Beethoven und ich

Kürzlich hatte ich einen Traum. Ich war Glenn Gould und spielte in einem schmucken Konzertsaal vor einem sehr zahlreichen Publikum auf einem hübschen Flügel Beethoven. Vielleicht ist Ihnen bekannt, dass Goulds Beethoven-Interpretationen höchst umstritten waren. In den Rängen erkannte ich denn auch die üblichen zwei Lager: Die Kritiker mit dem «Er macht es nicht so wie man soll wir haben es schon vorher gewusst und sind gekommen uns zu ärgern»-Blick, sowie, mir nicht weniger unangenehm, die Verehrer mit dem «Er ist grossartig wir haben es schon vorher gewusst und sind gekommen ihn zu feiern»-Blick.

 

Zum Schluss spielte ich die «Pathétique». Ganz im Gegensatz zum echten Glenn Gould bin ich ein großer Liebhaber dieser Sonate – was mich aber nicht von einer sehr freien Interpretation abhielt. Den ersten Satz begann ich wahnsinnig langsam und schwer, baute in den ersten paar Takten noch zusätzliche Verzierungen und Triller ein, um dann beim schnellen Thema so richtig abzugehen. Ich spielte wie im Rausch, improvisierte gelegentlich ein bisschen, und als Finale hängte ich dem Satz noch eine Strophe der Nationalhymne an, da mir diese als Inbegriff von Pathetik hier besonders passend schien. Im Publikum löste dies Verwirrung aus; einige Zuhörer standen auf und legten sich die Hand aufs Herz, andere schüttelten ihre Köpfe oder grinsten zustimmend. Beim zweiten, langsamen Satz sang ich lauthals mit, und zwar das wunderbare und durchaus passende Lied «Can’t help falling in love», das wir unter anderen von Elvis und UB40 kennen. Dies veranlasste einen Teil des Publikums, den Saal schimpfend zu verlassen, was die Verehrer-Fraktion mit gehässigem Zischen und «Ruhe!»-Raunen kommentierte.

 

Ob ich den letzten Satz überhaupt spielte, kann ich mich nicht erinnern. Der Traum geht weiter im Foyer, wo ich alkoholische Getränke zu mir nahm und Lob wie auch Tadel ohne Gefühlsregung an mir abtropfen liess wie den Regen am Gefieder eines Kanarienvogels.
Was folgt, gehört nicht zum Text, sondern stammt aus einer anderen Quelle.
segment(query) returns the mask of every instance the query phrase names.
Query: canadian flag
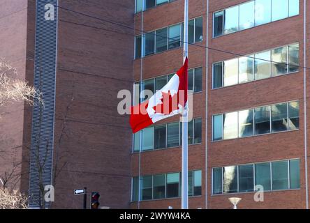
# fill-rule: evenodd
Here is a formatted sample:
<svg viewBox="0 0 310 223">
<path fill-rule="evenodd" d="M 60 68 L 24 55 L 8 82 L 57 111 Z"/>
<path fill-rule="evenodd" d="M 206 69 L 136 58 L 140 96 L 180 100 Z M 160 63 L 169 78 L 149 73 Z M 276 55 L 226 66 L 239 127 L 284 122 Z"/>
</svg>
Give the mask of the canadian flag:
<svg viewBox="0 0 310 223">
<path fill-rule="evenodd" d="M 187 109 L 188 59 L 161 90 L 148 100 L 131 107 L 130 124 L 135 133 L 162 119 Z"/>
</svg>

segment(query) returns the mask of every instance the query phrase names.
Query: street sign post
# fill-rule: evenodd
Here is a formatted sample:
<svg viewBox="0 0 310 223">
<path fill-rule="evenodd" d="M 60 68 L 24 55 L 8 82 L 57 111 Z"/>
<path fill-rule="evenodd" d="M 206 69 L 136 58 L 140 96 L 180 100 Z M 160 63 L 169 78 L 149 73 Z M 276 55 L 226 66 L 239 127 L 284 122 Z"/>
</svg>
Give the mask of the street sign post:
<svg viewBox="0 0 310 223">
<path fill-rule="evenodd" d="M 74 195 L 84 195 L 83 199 L 83 208 L 87 208 L 87 188 L 84 187 L 83 189 L 76 189 L 74 190 Z"/>
</svg>

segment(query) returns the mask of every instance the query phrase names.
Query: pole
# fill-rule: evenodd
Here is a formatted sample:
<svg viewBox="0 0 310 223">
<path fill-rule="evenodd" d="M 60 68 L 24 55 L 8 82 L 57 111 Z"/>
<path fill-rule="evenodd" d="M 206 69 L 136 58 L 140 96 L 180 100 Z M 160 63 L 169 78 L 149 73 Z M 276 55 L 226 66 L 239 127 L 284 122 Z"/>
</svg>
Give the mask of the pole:
<svg viewBox="0 0 310 223">
<path fill-rule="evenodd" d="M 189 0 L 184 0 L 184 61 L 189 53 Z M 184 109 L 182 122 L 182 208 L 189 209 L 189 164 L 188 164 L 188 112 Z"/>
<path fill-rule="evenodd" d="M 87 209 L 87 188 L 84 187 L 84 199 L 83 199 L 83 208 Z"/>
</svg>

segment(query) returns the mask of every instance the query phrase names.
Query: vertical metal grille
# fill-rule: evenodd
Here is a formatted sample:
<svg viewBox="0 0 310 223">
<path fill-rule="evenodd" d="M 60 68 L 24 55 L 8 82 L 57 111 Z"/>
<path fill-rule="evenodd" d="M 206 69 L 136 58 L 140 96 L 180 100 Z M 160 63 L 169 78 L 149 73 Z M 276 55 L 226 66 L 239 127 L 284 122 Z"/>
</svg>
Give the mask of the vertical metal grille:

Da kam plötzlich Beethoven zu mir.

 

«Nette Vorstellung, junger Mann, durchaus nett.»

 

Ich war noch auf der Suche nach meiner Fassung, als er fortfuhr: «Es ist immer wieder interessant zu hören, was aus meiner Musik werden kann. Wenn einer nur genug Chuzpe hat. Ja, Chuzpe, junger Mann, Chuzpe, das können Sie sich merken!»

 

«Deshalb nenne ich mich ja auch einen Interpreten», erwiderte ich, «und nicht einen Sequenzer.»

 

Auf Beethovens Frage, was ein Sequenzer sei, erklärte ich ihm, es handle sich um eine Art Maschine zum Abspielen von Musik. Er lächelte, tätschelte mir gönnerhaft die Schulter und empfahl sich mit einem Brummeln.
Ich wachte auf und fühlte noch die Kränkung in mir. Ich war Glenn Gould, der meistverrissendste Beethoven-Interpret meiner Zeit – und alles, was ER mir zu sagen hatte, war ein gönnerhaftes Lob, wie für einen eifrigen Schüler. Erst beim Kaffee erholte ich mich langsam. Ich erinnerte mich, dass ich in meiner Kindheit tatsächlich Klavierunterricht gehabt hatte. An diesem Tag kündigte ich meine Stelle, kaufte ein gebrauchtes Klavier und begann zu üben. Den Anfang machte ich mit dem zweiten Satz, der ist nicht gar so schnell. Die ersten acht Takte gehen schon leidlich, nur mit dem Singen hapert es noch.